Leggo l’articolo della Stampa che parla dell’ultimo tragico avvenimento relativo ad una giovane mamma che ha posto fine alla vita del proprio figlio.
Si legge che in molti casi queste persone spiegano il gesto con la frase «ho dovuto farlo per salvarlo dalla vita». In questi casi si suppone che alla base vi sia un vero e proprio “gesto d’amore”, anche se vissuto e agito in chiave francamente psicotica.
Si può immaginare dunque che l’affermazione sia “vera”, che cioè sia stata proprio quella la motivazione: vedo l’orrore di questa vita, amo mio figlio e lo voglio difendere, lo sottraggo a questo orrore. Psicotico, ma con una logica.
Nel discorso comune, questa “spiegazione” non solo non viene compresa ma chi la pronuncia viene condannato una volta di più.
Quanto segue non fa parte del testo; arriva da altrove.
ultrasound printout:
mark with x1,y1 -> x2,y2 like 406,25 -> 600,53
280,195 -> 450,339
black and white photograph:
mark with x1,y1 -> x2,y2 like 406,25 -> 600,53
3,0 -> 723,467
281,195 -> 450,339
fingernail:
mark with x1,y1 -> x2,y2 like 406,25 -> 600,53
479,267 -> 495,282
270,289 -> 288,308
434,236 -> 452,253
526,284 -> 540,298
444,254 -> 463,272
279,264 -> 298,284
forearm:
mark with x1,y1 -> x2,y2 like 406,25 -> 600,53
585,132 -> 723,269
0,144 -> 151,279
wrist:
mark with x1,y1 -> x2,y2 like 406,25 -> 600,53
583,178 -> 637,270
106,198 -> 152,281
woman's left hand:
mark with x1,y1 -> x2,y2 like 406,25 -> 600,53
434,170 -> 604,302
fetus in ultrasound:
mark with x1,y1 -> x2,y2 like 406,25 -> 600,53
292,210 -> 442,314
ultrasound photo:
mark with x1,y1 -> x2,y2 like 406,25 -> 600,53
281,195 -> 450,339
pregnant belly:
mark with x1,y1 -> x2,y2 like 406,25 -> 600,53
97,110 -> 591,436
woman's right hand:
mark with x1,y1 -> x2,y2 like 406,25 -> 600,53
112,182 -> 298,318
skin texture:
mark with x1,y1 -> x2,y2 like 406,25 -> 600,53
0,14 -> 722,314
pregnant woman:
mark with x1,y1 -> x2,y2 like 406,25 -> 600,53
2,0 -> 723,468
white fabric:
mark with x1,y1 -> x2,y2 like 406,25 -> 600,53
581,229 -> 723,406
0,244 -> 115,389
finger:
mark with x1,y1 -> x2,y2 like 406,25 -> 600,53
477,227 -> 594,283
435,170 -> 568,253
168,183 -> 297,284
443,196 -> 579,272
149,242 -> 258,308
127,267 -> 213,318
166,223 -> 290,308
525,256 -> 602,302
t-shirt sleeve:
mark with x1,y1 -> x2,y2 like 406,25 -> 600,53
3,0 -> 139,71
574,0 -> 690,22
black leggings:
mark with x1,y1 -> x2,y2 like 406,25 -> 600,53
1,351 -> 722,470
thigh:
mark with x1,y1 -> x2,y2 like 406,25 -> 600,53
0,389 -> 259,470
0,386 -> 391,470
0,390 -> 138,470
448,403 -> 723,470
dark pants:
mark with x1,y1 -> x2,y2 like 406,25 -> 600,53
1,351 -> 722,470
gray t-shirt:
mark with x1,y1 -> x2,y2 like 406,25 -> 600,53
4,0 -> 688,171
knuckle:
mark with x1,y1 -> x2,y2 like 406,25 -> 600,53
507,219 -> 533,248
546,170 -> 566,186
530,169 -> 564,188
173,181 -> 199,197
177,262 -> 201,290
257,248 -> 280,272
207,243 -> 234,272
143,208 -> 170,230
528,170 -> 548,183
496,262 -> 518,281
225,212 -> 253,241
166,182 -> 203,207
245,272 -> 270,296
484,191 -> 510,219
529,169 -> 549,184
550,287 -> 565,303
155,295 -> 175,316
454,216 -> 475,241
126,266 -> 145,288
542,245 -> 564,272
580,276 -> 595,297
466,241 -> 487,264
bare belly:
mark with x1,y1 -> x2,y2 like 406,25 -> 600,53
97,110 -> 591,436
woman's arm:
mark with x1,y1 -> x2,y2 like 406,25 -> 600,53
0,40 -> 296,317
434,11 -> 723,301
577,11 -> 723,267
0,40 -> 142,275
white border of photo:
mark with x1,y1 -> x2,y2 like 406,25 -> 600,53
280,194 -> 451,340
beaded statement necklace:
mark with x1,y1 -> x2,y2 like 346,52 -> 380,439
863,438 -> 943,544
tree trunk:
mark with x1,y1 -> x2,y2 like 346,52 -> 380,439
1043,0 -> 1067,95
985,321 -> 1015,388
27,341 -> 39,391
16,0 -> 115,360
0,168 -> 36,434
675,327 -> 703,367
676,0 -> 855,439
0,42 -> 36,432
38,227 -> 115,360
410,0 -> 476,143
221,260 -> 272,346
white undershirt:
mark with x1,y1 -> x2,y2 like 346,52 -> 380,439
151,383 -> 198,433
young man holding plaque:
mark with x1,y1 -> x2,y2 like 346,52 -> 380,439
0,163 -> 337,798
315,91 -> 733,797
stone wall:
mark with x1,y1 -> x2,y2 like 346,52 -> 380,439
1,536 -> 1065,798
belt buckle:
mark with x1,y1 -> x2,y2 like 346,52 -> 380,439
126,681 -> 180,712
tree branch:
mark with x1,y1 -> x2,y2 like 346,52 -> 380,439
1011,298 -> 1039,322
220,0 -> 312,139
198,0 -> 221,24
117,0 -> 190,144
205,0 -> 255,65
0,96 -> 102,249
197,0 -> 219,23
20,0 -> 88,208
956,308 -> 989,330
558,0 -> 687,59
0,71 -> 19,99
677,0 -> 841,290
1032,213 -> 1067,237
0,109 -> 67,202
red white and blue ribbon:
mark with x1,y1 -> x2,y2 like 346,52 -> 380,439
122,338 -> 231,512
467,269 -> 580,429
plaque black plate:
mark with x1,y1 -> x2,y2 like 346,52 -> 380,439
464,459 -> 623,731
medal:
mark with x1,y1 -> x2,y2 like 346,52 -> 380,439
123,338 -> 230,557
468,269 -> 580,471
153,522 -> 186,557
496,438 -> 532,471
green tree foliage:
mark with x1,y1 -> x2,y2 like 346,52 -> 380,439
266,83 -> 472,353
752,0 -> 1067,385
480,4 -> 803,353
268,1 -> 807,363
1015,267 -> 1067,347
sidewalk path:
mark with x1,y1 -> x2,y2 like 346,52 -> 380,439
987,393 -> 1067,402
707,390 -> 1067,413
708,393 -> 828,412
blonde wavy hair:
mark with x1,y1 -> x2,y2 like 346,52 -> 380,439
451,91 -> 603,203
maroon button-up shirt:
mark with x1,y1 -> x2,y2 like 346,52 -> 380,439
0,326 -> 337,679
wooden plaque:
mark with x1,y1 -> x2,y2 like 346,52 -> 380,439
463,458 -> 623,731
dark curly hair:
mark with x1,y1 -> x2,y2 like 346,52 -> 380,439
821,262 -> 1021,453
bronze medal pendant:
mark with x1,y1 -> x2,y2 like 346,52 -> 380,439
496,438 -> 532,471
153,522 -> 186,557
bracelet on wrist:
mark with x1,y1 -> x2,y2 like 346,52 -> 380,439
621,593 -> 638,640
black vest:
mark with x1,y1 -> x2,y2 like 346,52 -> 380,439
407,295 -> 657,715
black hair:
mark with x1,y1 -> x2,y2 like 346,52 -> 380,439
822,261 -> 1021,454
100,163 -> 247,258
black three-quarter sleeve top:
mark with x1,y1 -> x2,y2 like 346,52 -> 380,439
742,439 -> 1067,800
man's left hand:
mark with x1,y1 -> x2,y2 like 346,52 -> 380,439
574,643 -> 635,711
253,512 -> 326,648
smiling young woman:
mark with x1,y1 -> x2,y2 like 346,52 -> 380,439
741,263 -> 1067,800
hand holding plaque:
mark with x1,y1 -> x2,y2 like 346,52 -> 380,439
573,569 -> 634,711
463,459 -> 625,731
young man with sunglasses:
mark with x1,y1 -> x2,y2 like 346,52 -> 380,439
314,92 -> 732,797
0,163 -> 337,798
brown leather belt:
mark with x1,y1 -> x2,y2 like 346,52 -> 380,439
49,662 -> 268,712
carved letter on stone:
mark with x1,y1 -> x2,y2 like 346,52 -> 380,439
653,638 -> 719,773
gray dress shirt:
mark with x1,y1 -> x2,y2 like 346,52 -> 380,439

La sensibilità verso la psicopatologia (specchio di un male di vivere che in ogni caso ci accomuna tutti, con gradi differenti) è ancora molto lontana dall’essere oggetto di interesse della comunità.
Nei momenti peggiori, chi non si è interrogato sull’opportunità di aver messo al mondo (così brutto) un figlio? Chi porta alle estreme conseguenze questo interrogativo non è un mostro, è una persona profondamente sofferente, figlia di una società sempre più disumanizzante, che prima lascia sola chi soffre e poi la condanna senza comprensione.